SECTION_RE = re.compile(r"^===([A-Z0-9_]+)===$")
MAP_LINE_RE = re.compile(r'^@[^[]+\[(.*)\]:\s+(-?\d+)$')


def parse_bpftrace_output(path):
    result = defaultdict(dict)
    if not path or not os.path.exists(path):
        return result
    section = None
    for raw in safe_read_text(path).splitlines():
        line = raw.strip()
        m = SECTION_RE.match(line)
        if m:
            section = m.group(1)
            continue
        m = MAP_LINE_RE.match(line)
        if not m or not section:
            continue
        key_raw = m.group(1).strip()
        value = int(m.group(2))
        try:
            parsed_key = ast.literal_eval(key_raw)
        except Exception:
            try:
                parsed_key = ast.literal_eval("({0},)".format(key_raw))
            except Exception:
                parsed_key = key_raw.strip('"')
        result[section][parsed_key] = value
    return result


def format_proc_entry(e):
    cmd = e.get("cmdline") or e.get("comm") or "?"
    if len(cmd) > 120:
        cmd = cmd[:117] + "..."
    return '{0} [pid {1}] {2}'.format(e.get("comm", "?"), e.get("pid", "?"), cmd)

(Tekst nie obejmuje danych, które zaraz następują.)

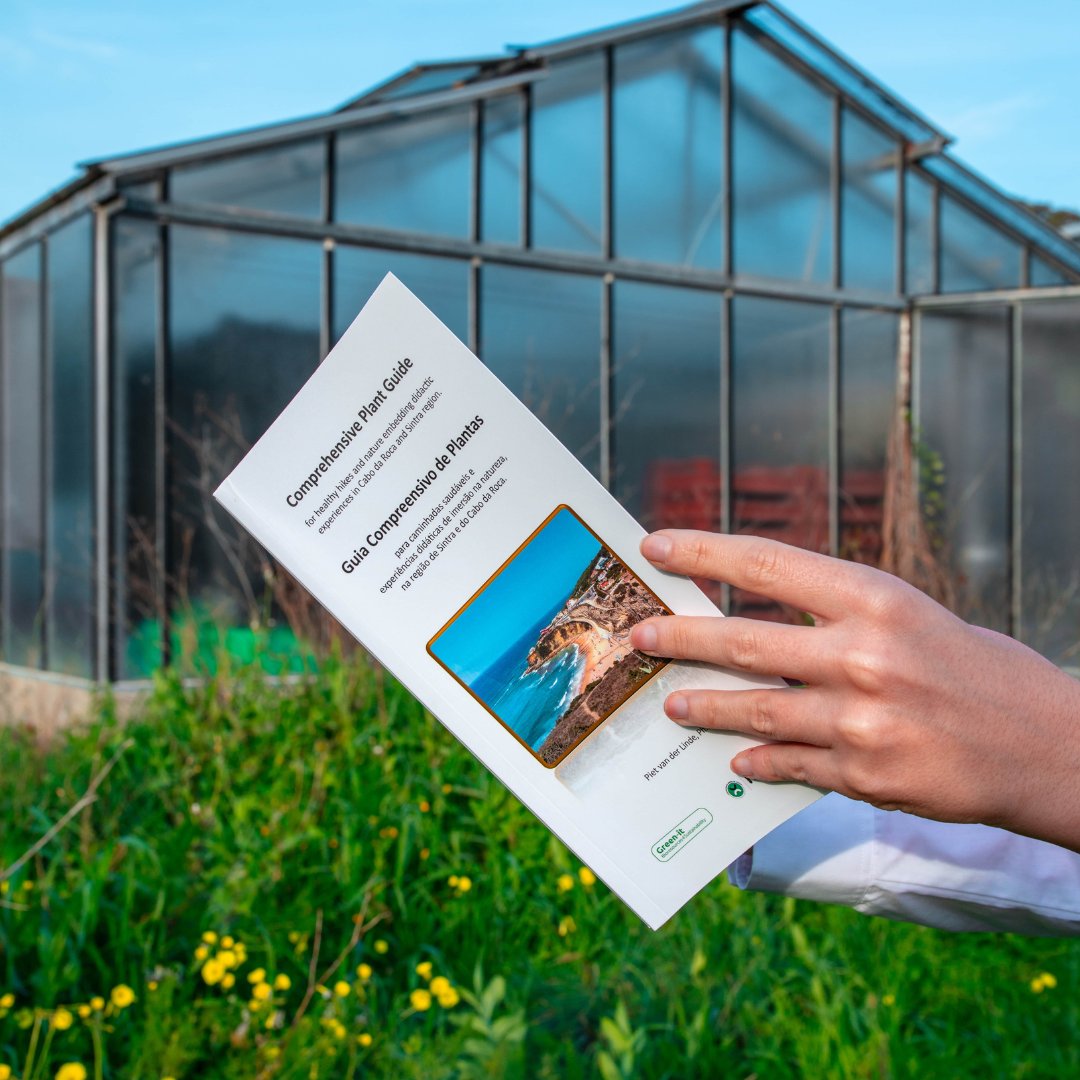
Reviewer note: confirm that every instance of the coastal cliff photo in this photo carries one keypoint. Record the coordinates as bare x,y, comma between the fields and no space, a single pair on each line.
544,645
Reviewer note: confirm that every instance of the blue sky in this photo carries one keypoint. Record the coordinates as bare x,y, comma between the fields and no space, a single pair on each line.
538,579
81,80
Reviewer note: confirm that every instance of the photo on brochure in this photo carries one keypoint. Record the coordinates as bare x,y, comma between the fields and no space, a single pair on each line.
544,644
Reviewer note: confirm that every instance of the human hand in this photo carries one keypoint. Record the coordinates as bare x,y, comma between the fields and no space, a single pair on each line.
905,705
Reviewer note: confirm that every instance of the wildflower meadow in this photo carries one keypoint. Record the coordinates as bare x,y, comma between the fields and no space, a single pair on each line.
313,880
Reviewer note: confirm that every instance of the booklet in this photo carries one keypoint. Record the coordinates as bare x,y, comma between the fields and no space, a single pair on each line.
473,556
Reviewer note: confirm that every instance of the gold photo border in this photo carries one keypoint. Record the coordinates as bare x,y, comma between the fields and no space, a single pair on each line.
449,622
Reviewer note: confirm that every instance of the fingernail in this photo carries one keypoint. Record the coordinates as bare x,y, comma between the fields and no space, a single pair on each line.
656,548
644,636
677,707
742,764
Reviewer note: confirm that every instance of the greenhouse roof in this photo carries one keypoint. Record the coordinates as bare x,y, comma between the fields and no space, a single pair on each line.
431,84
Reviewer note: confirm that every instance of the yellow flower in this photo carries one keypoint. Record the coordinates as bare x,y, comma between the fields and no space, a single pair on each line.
213,972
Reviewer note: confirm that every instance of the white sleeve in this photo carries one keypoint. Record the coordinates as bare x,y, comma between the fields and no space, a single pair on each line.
893,864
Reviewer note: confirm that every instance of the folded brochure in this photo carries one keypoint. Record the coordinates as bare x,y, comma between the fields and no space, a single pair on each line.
473,556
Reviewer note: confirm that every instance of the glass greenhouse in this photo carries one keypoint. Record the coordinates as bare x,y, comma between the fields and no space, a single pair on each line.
703,247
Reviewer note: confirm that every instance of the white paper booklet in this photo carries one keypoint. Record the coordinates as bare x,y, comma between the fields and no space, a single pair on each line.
440,522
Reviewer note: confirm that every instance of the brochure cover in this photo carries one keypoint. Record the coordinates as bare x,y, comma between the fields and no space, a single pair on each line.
468,550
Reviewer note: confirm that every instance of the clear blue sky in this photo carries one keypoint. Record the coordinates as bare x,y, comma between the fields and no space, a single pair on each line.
540,578
83,79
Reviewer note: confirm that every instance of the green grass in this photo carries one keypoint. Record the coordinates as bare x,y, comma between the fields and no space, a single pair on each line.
253,811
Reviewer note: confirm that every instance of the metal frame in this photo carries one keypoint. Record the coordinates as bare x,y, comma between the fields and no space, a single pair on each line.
99,191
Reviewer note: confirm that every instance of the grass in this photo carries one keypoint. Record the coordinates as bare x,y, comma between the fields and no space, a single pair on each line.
313,823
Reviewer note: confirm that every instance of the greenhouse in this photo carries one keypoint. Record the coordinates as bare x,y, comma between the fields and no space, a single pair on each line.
706,250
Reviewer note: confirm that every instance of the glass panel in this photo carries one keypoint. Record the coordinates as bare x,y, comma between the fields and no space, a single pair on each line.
285,179
244,337
69,543
974,254
443,284
780,450
21,459
540,333
667,109
781,164
666,381
918,233
848,78
867,404
501,169
410,174
567,156
868,205
1041,272
1050,618
136,567
963,453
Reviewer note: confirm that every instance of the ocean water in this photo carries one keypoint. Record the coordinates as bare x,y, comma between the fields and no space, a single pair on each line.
530,702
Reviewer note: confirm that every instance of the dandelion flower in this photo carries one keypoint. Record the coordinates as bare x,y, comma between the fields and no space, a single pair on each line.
213,972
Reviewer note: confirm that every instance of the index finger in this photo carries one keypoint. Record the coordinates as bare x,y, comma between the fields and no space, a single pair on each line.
804,579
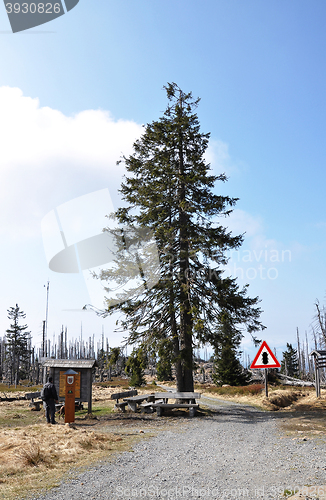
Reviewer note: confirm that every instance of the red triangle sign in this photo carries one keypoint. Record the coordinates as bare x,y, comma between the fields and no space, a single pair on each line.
265,358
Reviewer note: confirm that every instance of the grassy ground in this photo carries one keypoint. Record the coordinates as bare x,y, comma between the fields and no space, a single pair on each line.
29,447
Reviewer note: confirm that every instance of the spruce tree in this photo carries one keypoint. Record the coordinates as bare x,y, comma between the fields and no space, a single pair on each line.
227,367
289,363
169,190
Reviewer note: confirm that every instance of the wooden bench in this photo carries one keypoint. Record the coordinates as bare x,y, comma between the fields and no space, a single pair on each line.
169,406
122,395
36,405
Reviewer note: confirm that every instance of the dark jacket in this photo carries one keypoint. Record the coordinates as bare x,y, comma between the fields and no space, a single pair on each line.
53,391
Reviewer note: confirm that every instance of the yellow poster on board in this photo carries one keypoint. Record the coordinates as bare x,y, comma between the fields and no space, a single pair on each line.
62,384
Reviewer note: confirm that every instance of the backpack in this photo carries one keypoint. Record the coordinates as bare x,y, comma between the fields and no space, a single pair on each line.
46,393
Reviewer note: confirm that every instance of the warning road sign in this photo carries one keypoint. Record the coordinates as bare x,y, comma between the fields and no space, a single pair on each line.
265,358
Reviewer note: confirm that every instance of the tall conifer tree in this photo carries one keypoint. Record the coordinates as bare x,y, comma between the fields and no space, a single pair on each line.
169,189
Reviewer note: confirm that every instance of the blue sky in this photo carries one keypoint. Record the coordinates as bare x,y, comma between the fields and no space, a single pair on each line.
75,92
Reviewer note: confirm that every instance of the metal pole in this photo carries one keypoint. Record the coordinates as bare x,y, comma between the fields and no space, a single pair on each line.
266,386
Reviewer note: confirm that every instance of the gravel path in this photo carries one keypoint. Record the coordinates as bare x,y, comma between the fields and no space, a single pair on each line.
237,453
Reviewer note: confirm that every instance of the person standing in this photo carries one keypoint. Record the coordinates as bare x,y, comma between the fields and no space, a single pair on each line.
50,397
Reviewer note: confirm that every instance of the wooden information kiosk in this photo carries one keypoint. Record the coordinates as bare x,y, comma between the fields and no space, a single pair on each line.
70,396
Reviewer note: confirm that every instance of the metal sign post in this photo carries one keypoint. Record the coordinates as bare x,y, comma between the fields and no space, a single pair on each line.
70,396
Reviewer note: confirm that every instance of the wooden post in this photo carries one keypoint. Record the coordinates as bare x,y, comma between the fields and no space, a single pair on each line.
266,386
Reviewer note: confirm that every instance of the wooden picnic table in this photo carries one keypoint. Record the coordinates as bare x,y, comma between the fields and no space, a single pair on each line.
159,401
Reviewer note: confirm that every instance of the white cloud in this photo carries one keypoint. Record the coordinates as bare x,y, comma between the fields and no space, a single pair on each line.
48,158
240,222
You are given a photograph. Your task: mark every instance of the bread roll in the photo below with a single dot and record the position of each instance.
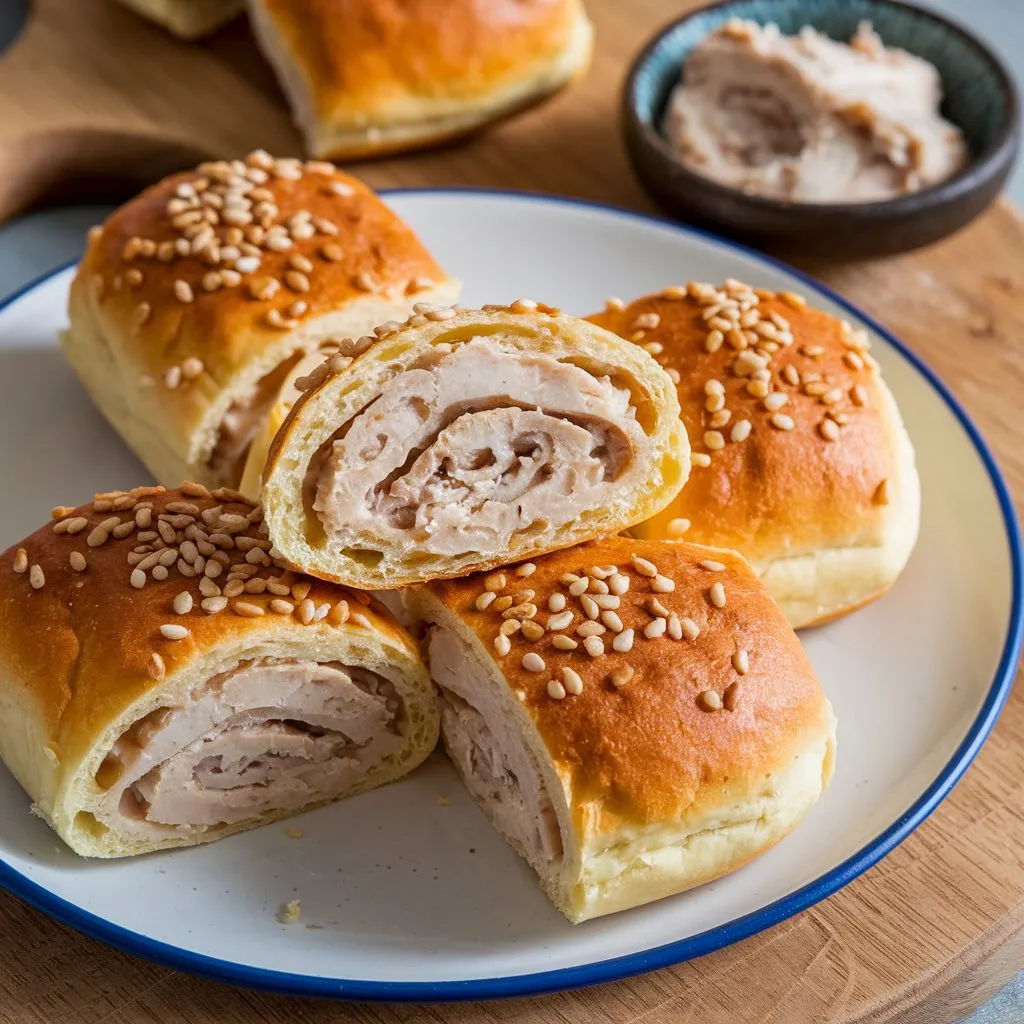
(164, 682)
(369, 77)
(801, 460)
(195, 301)
(466, 439)
(187, 18)
(635, 717)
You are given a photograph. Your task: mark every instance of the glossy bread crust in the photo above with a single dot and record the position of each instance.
(174, 317)
(379, 77)
(816, 465)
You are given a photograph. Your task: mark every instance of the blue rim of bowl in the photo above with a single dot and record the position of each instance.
(978, 170)
(659, 956)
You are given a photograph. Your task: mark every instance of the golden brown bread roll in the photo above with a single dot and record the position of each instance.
(369, 77)
(164, 682)
(635, 717)
(195, 301)
(187, 18)
(470, 438)
(801, 460)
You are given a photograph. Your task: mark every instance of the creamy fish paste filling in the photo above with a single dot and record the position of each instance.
(473, 444)
(500, 771)
(265, 736)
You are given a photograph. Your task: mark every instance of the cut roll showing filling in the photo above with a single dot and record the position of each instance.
(466, 439)
(656, 726)
(197, 301)
(150, 700)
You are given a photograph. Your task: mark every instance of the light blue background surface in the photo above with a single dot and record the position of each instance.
(33, 245)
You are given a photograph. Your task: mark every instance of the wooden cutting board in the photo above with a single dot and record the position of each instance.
(92, 96)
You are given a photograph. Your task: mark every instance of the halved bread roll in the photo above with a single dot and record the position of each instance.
(195, 301)
(636, 718)
(465, 439)
(801, 460)
(164, 682)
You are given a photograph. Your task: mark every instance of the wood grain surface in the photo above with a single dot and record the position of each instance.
(91, 95)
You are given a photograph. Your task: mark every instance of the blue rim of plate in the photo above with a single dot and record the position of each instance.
(672, 952)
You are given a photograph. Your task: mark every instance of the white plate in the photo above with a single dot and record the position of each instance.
(403, 897)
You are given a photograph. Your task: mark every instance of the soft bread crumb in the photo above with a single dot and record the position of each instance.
(290, 912)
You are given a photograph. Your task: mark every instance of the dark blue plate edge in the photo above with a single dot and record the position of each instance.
(673, 952)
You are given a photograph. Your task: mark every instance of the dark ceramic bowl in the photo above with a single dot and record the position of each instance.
(979, 96)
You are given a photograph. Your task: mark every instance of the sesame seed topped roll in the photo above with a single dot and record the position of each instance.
(466, 439)
(196, 301)
(380, 77)
(635, 717)
(801, 461)
(165, 682)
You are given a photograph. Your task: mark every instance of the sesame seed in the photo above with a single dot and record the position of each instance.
(617, 584)
(643, 566)
(655, 628)
(532, 662)
(531, 631)
(828, 429)
(740, 430)
(560, 621)
(572, 681)
(611, 620)
(622, 676)
(677, 527)
(623, 642)
(710, 700)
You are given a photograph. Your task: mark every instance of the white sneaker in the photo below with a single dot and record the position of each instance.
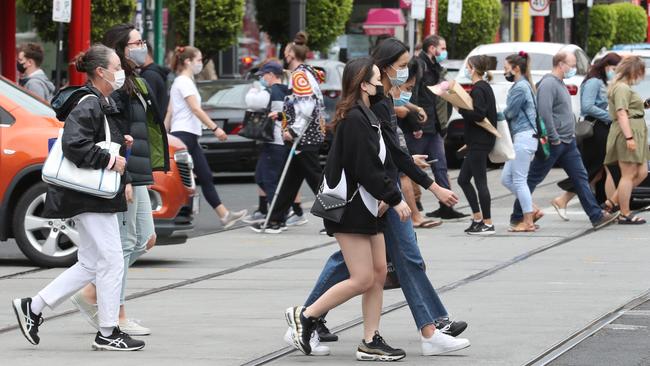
(440, 343)
(133, 327)
(317, 349)
(231, 218)
(296, 220)
(88, 310)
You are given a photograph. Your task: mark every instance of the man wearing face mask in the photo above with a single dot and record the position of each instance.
(33, 78)
(434, 51)
(554, 107)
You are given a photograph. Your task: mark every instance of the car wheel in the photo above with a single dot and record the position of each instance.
(46, 242)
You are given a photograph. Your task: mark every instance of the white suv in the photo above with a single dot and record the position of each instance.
(541, 54)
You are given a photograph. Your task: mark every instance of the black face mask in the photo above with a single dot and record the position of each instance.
(379, 95)
(21, 68)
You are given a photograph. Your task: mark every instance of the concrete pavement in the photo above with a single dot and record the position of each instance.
(219, 300)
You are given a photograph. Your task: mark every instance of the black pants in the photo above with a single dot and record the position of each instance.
(201, 167)
(475, 166)
(304, 166)
(593, 152)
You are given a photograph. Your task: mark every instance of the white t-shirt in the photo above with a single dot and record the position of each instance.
(183, 119)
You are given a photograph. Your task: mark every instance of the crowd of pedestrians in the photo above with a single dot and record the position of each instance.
(387, 130)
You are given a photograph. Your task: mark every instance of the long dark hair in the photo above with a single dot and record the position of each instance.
(597, 70)
(387, 53)
(117, 38)
(355, 72)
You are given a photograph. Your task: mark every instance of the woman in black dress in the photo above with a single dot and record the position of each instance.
(356, 171)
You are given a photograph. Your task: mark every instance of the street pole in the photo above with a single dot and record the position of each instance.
(59, 54)
(192, 20)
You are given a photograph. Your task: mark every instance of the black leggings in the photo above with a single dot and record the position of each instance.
(475, 166)
(201, 167)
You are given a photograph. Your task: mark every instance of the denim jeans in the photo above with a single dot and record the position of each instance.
(568, 156)
(515, 172)
(433, 145)
(136, 228)
(402, 247)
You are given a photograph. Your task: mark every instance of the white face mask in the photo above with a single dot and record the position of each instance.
(119, 77)
(197, 67)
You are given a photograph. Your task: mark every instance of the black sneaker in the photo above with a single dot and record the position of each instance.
(324, 333)
(378, 350)
(302, 328)
(28, 321)
(473, 225)
(482, 229)
(271, 228)
(450, 327)
(117, 341)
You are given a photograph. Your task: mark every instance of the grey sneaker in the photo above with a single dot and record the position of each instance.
(88, 310)
(232, 217)
(296, 220)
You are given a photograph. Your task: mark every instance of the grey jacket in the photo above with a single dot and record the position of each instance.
(39, 84)
(554, 106)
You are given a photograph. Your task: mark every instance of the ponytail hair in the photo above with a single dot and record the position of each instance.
(522, 61)
(481, 65)
(181, 54)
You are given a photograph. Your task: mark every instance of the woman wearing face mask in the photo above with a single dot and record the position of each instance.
(520, 113)
(593, 107)
(479, 142)
(100, 258)
(356, 170)
(185, 119)
(142, 121)
(627, 142)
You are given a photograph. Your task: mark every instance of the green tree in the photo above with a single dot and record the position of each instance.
(218, 22)
(479, 24)
(325, 20)
(105, 14)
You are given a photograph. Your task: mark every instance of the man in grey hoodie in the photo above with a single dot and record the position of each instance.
(554, 108)
(34, 79)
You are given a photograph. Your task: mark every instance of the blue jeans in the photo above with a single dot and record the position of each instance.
(515, 172)
(568, 156)
(431, 144)
(269, 167)
(402, 247)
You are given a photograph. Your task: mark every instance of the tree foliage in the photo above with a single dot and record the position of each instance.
(479, 24)
(105, 14)
(325, 20)
(218, 22)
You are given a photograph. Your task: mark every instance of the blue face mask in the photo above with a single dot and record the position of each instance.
(404, 99)
(401, 76)
(571, 73)
(442, 56)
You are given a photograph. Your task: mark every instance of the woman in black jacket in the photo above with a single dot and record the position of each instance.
(96, 219)
(479, 144)
(141, 120)
(355, 170)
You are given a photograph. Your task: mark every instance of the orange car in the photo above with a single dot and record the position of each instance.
(26, 124)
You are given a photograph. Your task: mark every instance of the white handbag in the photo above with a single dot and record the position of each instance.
(61, 172)
(503, 149)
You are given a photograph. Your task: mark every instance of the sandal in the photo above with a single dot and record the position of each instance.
(610, 206)
(630, 220)
(428, 224)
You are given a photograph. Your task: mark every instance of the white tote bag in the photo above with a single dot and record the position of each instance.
(503, 149)
(61, 172)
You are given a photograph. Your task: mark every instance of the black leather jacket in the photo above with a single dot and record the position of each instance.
(83, 128)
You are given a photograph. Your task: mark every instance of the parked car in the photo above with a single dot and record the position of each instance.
(541, 64)
(26, 124)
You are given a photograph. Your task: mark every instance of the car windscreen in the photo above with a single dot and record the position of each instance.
(25, 100)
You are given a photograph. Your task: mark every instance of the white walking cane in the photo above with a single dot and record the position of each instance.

def print_table(title, rows, cols):
    oprint(title)
    if not rows:
        oprint("  brak danych")
        oprint()
        return
    widths = []
    for col_name, key in cols:
        width = len(col_name)
        for row in rows:
            width = max(width, len(str(row.get(key, ""))))
        widths.append(width)
    header = "  " + "  ".join(col_name.ljust(widths[i]) for i, (col_name, _) in enumerate(cols))
    oprint(header)
    oprint("  " + "  ".join("-" * w for w in widths))
    for row in rows:
        oprint("  " + "  ".join(str(row.get(key, "")).ljust(widths[i]) for i, (_, key) in enumerate(cols)))
    oprint()


def stop_bpftrace(handle):
    if not handle:
        return
    proc = handle["proc"]
    if proc.poll() is not None:
        try:
            handle["out_f"].close()
        except Exception:
            pass
        return

    try:
        proc.send_signal(signal.SIGINT)
        proc.wait(timeout=3)
    except Exception:
        try:
            proc.terminate()
            proc.wait(timeout=2)
        except Exception:
            try:
                proc.kill()
                proc.wait(timeout=2)
            except Exception:
                pass
    try:
        handle["out_f"].close()
    except Exception:
        pass


def main():
    ap = argparse.ArgumentParser(description="Zbiera próbki ZFS/ARC/procesów przez zadany czas i pokazuje top statystyki.")
    ap.add_argument("--duration", type=int, default=3600, help="Czas zbierania w sekundach, np. 7200")
    ap.add_argument("--interval", type=int, default=5, help="Interwał próbek w sekundach")
    ap.add_argument("--pool", default="", help="Opcjonalnie: jedna lub kilka puli, rozdzielone przecinkiem")
    ap.add_argument("--top", type=int, default=15, help="Ile pozycji pokazać w topkach")
    ap.add_argument("--outdir", default="", help="Katalog na logi i JSON")
    ap.add_argument("--track-files", action="store_true", help="Śledź top otwierane pliki przez bpftrace")
    ap.add_argument("--zfs-files-only", action="store_true", help="W topce plików pokazuj tylko absolutne ścieżki leżące na mountpointach ZFS")
    ap.add_argument("--path-prefix", default="", help="Pokaż tylko pliki spod tego prefiksu lub kilku prefiksów rozdzielonych przecinkami, np. /home/tank,/mnt/data")
    ap.add_argument("--no-bpf", action="store_true", help="Nie uruchamiaj bpftrace nawet gdy jest dostępny")
    args = ap.parse_args()

    if args.interval <= 0 or args.duration <= 0:
        eprint("duration i interval muszą być > 0")
        sys.exit(2)

    if os.geteuid() != 0:
        eprint("Uwaga: bez roota część /proc i bpftrace może być niepełna.")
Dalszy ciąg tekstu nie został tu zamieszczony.